Со стороны Кассандры было очень мило, что она вообще согласилась на эту прогулку, поэтому Эмма промолчала. Подруги не спеша прогуливались по Гайд-парку, где в такой час было очень немного гуляющих, причем только мужчины, большинство из которых были верхом.
Осмотревшись, Эмма заметила вдали, возле каштана, группу мужчин в мундирах; должно быть, они готовились посмотреть конные состязания, обычно проходившие в полдень. А за их спинами, в начале Роттен-роу, уже собиралась небольшая кавалькада.

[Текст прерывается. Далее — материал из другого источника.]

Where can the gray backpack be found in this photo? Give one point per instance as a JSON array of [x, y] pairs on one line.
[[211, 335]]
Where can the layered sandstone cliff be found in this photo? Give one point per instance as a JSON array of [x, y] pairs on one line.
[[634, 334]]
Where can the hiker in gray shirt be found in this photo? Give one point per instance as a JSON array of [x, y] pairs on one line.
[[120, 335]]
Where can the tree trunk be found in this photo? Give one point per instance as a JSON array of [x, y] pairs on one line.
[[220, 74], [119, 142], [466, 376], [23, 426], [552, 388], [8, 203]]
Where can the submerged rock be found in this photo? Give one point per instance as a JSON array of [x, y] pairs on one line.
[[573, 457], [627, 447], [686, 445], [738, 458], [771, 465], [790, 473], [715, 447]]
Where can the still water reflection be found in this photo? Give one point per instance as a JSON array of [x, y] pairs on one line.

Один из всадников, сидевший на крупной белой лошади, привлек внимание Эммы. Неужели Саутуэйт?! Ей показалось, что осанкой он очень напоминал графа, но с такого расстояния она не могла как следует его рассмотреть.

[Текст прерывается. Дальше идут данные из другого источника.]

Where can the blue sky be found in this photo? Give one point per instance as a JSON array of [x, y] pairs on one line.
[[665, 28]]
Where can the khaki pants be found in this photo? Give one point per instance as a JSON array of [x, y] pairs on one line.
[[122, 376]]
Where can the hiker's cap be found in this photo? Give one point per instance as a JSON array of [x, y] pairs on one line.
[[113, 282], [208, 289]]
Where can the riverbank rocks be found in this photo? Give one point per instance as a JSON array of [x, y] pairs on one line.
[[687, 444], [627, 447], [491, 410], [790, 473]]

И все же при одной лишь мысли о графе Эмма споткнулась и тут же поморщилась. Ох, какая досада! Она не могла даже и подумать о нем без трепета. И должно быть, на щеках ее вспыхнул румянец. Она очень надеялась, что Кассандра припишет это резкому холодному ветру. Но хуже все было то, что как только она начинала думать о графе, сразу же вспоминала о произошедшем в саду.

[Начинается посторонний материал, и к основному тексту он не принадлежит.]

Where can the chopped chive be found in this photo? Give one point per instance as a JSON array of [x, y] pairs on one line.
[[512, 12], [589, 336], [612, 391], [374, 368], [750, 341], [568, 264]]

Правда, пока еще Эмма не разобралась в том, что именно произошло в саду и, главное, почему. Конечно, она не могла отрицать того, что ласки и поцелуи графа доставили ей удовольствие, но все же у нее не было уверенности, что и он испытал такое же удовольствие. Ведь он не был неопытным юношей… так что едва ли его опьянила новизна ощущений.
В конце концов Эмма решила, что со временем сумеет разобраться во всем. А пока что она предпочла бы не видеться с ним.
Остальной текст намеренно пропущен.